Reputation: 49
A bit complicated to explain this one (see example table below for reference).
I have a dataframe with a 'Date Received' column (datetime)
I want to compare the 'Date Received' with the date in the Stage columns to see if it was on-time or late.

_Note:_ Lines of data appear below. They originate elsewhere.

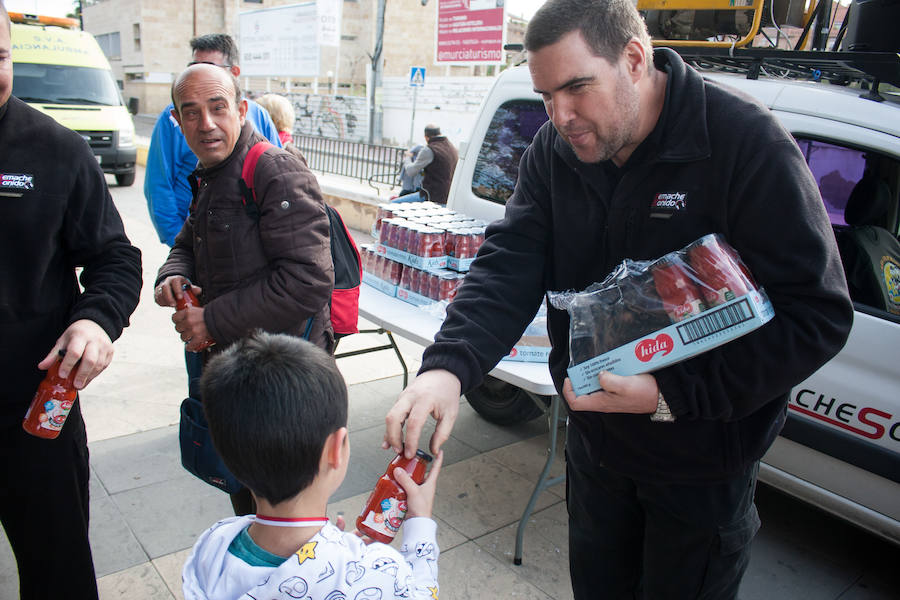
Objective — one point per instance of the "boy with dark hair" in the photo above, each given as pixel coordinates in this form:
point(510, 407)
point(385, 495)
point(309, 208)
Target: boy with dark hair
point(277, 412)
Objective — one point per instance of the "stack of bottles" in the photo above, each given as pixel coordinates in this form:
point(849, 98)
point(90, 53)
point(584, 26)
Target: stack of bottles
point(417, 286)
point(427, 235)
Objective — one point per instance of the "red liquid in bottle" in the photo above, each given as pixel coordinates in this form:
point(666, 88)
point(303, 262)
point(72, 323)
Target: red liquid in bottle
point(386, 508)
point(52, 402)
point(189, 299)
point(681, 298)
point(721, 275)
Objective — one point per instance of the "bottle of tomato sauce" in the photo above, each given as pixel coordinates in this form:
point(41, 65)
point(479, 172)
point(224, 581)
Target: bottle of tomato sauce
point(52, 402)
point(189, 298)
point(386, 508)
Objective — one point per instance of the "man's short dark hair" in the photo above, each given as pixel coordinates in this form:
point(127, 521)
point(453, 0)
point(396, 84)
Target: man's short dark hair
point(238, 95)
point(217, 42)
point(606, 25)
point(271, 401)
point(4, 17)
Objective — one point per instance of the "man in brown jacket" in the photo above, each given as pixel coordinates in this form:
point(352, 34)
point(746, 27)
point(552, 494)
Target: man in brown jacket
point(273, 273)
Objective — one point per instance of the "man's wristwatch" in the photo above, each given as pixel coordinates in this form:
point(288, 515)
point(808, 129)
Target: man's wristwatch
point(662, 414)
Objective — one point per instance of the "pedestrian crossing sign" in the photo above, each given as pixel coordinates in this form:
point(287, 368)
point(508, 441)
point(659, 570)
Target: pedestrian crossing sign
point(417, 77)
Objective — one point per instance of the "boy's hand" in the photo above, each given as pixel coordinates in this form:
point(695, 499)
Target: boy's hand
point(420, 498)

The problem I have is that each document corresponds to a different stage, for example, file 26 might have a Stage 4 Date where as File 28 might be Stage 1.
How do I get Python to search for the correct stage column and then compare with date received?
Filename Date Received Stage 1 Expected Stage 2 Expected Stage 3 Expected Stage 4 Expected
File 1 01/01/2021 15/12/2020 NaN NaN NaN
File 2 01/01/2021 NaN 05/01/2021 NaN NaN
Upvotes: 1
Views: 61
Reputation: 2430
You can use melt
with dropna()
:
df2 = df.melt(['Filename','Date Received']).dropna()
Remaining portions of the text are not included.